At oral argument, the Justices largely lined up on predictable grounds with the generally thought to be more liberal Justices more skeptical of the claim of immunity, and the generally thought to be more conservatives Justices generally more skeptical of the claim of states' ability to invade that immunity. But it wasn't entirely that way, and there's still some very large question marks. Justice Thomas, as is his custom, asked no questions at argument. Justice Gorsuch also asked no questions at argument, and he had not been on the Court at the time of "Hyatt II," so we don’t know which way he likely voted. Justices Sotomayor, Kagan, and Breyer focused on the absence of any constitutional guarantee of immunity to various states in state courts and were joined in that by Justices Alito and Kavanaugh who wondered why is this not in the text. What provision is there that would allow us to assume that such an immunity is preserved?
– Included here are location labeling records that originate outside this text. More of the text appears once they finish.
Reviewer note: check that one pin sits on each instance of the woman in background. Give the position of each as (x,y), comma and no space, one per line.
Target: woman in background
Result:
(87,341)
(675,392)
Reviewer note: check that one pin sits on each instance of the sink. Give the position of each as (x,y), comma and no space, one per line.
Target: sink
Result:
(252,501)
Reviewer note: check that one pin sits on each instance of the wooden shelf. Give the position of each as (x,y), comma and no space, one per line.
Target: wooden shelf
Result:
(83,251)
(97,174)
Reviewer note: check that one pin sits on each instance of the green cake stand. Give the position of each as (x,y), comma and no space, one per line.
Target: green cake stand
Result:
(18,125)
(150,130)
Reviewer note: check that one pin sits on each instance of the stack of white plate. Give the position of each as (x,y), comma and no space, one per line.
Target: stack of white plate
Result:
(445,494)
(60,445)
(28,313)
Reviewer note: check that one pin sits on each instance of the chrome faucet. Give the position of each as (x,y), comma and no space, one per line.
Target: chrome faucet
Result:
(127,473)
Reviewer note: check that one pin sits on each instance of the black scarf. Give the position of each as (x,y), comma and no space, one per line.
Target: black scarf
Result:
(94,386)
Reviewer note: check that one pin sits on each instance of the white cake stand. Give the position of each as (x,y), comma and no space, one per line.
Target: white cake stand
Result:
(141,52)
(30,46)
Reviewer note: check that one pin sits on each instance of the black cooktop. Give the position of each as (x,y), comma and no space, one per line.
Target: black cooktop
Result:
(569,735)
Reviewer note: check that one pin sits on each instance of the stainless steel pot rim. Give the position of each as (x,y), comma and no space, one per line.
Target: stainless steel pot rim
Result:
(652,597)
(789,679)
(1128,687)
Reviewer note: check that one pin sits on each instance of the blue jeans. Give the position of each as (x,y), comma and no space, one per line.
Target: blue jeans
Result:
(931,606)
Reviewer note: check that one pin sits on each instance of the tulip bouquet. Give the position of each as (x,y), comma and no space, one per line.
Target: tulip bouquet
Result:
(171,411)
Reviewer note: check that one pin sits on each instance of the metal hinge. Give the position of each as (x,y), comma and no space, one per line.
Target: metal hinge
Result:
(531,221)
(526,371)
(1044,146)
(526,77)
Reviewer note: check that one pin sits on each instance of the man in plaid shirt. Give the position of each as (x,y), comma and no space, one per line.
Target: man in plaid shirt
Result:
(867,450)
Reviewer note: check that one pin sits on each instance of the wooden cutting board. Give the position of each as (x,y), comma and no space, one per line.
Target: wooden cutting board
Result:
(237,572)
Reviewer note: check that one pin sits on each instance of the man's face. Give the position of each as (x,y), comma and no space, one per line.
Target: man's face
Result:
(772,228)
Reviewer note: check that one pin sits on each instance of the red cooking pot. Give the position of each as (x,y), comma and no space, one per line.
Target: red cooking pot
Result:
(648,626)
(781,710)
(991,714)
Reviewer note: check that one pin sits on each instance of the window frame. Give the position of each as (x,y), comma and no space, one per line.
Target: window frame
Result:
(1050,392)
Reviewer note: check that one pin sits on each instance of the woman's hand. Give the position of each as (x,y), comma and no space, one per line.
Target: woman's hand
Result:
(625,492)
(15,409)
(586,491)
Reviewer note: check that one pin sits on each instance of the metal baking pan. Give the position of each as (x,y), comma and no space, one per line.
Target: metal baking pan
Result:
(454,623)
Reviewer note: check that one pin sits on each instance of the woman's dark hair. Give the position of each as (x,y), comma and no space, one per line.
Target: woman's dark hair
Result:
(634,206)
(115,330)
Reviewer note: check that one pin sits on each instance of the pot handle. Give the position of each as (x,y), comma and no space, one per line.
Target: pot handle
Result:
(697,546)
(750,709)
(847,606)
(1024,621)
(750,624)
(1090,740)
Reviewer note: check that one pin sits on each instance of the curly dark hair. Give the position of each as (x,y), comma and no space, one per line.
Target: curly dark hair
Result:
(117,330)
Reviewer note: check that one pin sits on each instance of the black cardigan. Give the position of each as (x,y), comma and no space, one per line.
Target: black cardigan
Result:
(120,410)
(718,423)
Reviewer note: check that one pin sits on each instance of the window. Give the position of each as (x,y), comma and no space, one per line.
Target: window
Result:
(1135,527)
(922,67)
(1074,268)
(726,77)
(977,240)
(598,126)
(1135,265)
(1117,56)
Seth Waxman, who is counsel for the Franchise Tax Board, argued that, in fact, the Constitution's text does provide some indication by taking away the various tools of retaliation, but that largely this is one of the standard atextual doctrines like federal sovereign immunity, like the Dormant Commerce Clause, like intergovernmental tax immunity, and sort of a rogue's gallery of other doctrines that the Court has, over time, articulated without necessarily having very much basis in the text. At root, his argument was that one state cannot sit in judgment of another, cannot regulate another in much the way that the federal government cannot coerce states as in New York v. United States or Printz. The powers of each sovereign are separate and they cannot force others to do various things by cases in their courts.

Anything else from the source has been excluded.